How to use the calculator
Pick the matrix size n (2 to 5), type the entries of your square matrix row by row, and choose how many significant digits to display. Press calculate to get L, U, the pivot vector P (0-based), and the determinant. Cells beyond the chosen size are ignored.
The algorithm
For each column k, find the row p (p ≥ k) maximizing |M[p][k]|, swap it into row k, then for every row i below k compute the multiplier factor = M[i][k] / M[k][k], store it in the lower part, and update the remaining entries M[i][j] -= factor · M[k][j]. After all columns, L is the strictly-lower part of M with unit diagonal and U is the upper part including the diagonal. The determinant equals the sign of the permutation times the product of U's diagonal:
$$\det(A) = \operatorname{sign}(P) \prod_{i} U_{ii}$$
Worked example
For A = [[2,1,1],[4,-6,0],[-2,7,2]], the first pivot is row 1 (|4| is largest), so P becomes (1,0,2).

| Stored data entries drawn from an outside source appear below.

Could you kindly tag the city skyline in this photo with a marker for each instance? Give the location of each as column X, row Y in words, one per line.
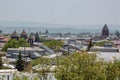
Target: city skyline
column 67, row 12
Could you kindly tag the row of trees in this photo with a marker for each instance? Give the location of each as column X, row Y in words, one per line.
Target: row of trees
column 84, row 66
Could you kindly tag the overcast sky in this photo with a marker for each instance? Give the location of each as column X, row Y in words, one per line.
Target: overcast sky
column 73, row 12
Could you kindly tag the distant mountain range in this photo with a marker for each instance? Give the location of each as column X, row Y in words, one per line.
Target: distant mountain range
column 10, row 26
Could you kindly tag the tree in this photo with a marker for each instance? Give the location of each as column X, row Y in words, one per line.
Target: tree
column 1, row 64
column 20, row 63
column 90, row 44
column 46, row 31
column 13, row 43
column 84, row 66
column 102, row 43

Elimination gives L = [[1,0,0],[0.5,1,0],[-0.5,1,1]], U = [[4,-6,0],[0,4,1],[0,0,1]]. One swap means sign -1, so
$$\det(A) = -1 \times (4 \cdot 4 \cdot 1) = -16$$FAQ
Why does L·U not equal my original A? Because of pivoting, \(L \cdot U\) equals A with its rows reordered by P. Reorder A's rows by P first, then \(L \cdot U\) matches.
What if my matrix is singular? A zero appears on U's diagonal and the determinant is 0; the factorization is still reported.
Is the pivot vector 0-based? Yes. P[i] is the index of the original row of A that ended up in row i.